# need info on rainshadow blanks



## ToddyTrout (Mar 15, 2005)

Hey guys, I've been building G. Loomis blanks exclusively for about 25 years now and since they are shutting custom rod builders out, I was wondering if I could grt some feedback from fellow rodbuilders about the Rainshadow blanks. How do they compare in cost,weight and action to the G.loomis Mahogany and the IMX blanks. I build mostly 6.5' and 7' trout rods. Thanks for your input in advance.

TT


----------



## mark blabaum (Dec 6, 2007)

Batsons are a very good blank. I've never built on a Loomis, but have built quite a few Batsons. The blanks are very nice, the actions are a little different than the St. Croixs that I also build on, but I like the Batsons powers and actions it just takes a little getting used to the differences. Mark


----------



## E. Harry (May 8, 2008)

ToddyTrout,
I do not want to sound like a Rainshadow salesman but I started using the Rainshadow blanks when they were first introduced and have continued over the years because I have been very satisfied with them. The price is very hard to beat and the suppoort from the Batsons is outstanding. I guess that I have built a couple hundred rods from Rainshadow blanks, mostly the Salmon and Steelhead blanks and some Bass.
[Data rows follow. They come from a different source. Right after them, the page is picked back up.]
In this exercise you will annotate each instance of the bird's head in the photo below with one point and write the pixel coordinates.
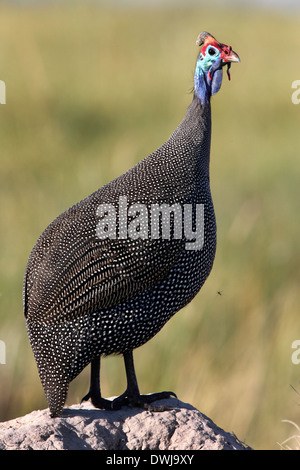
(209, 68)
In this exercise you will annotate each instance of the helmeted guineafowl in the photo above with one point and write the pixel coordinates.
(108, 273)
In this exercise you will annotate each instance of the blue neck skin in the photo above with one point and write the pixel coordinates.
(207, 82)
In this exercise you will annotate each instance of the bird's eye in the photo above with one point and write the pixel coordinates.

I have also built on quite a few Loomis blanks and the power and action of many of the Rainshadow blanks are very close to the Loomis. 
The new Rainshadow multi-modulus blanks and the new blanks with carbon fiber scrim are very impressive blanks.
I do not want to put the Loomis blanks down but I do not think that we are losing much with them not supplying us with blanks any longer. There are a number of blank manufacturers that offer better value blanks than Loomis and the Rainshadow are at the top of the list in my judgment.
If there are particular blanks that you are curious about give me a holler and I may be able to help however I am not very familiar with their Trout blanks. If that is where your interest is then I am probably not going to be much help.


----------



## patfatdaddy (May 29, 2004)

I have built quite a few rods on Rainshadow blanks, mostly trout and redfish rods. They are excellent blanks and the price is hard to beat. I have only built a couple of Loomis rods and I cannot say that they are any better blanks than the Rainshadows.
Pat


----------



## CoastalBent (Aug 3, 2006)

For trout rods, I really like the RX8 XSB822.5 and the XSB842. They are pretty stuff in the midsection, but have a nice soft tip. They are super light and great for lures, but may be a little fast if you're throwing bait... The titanium chrome color is beautiful too. I havn't tried any of their RX7 stuff, but I've always heard good things. Service and support are top notch, and price is very reasonable. You won't be disappointed.


----------



## freesp00l (Jul 10, 2007)

Glad to see this topic covered. I have been very curious about their blanks also. I have not built on them, due to the lack of a retailer in my area. I like to touch and see the blank before I buy and with shipping cost I just am not sure if I would be willing to buy a blank I have never seen the action of. 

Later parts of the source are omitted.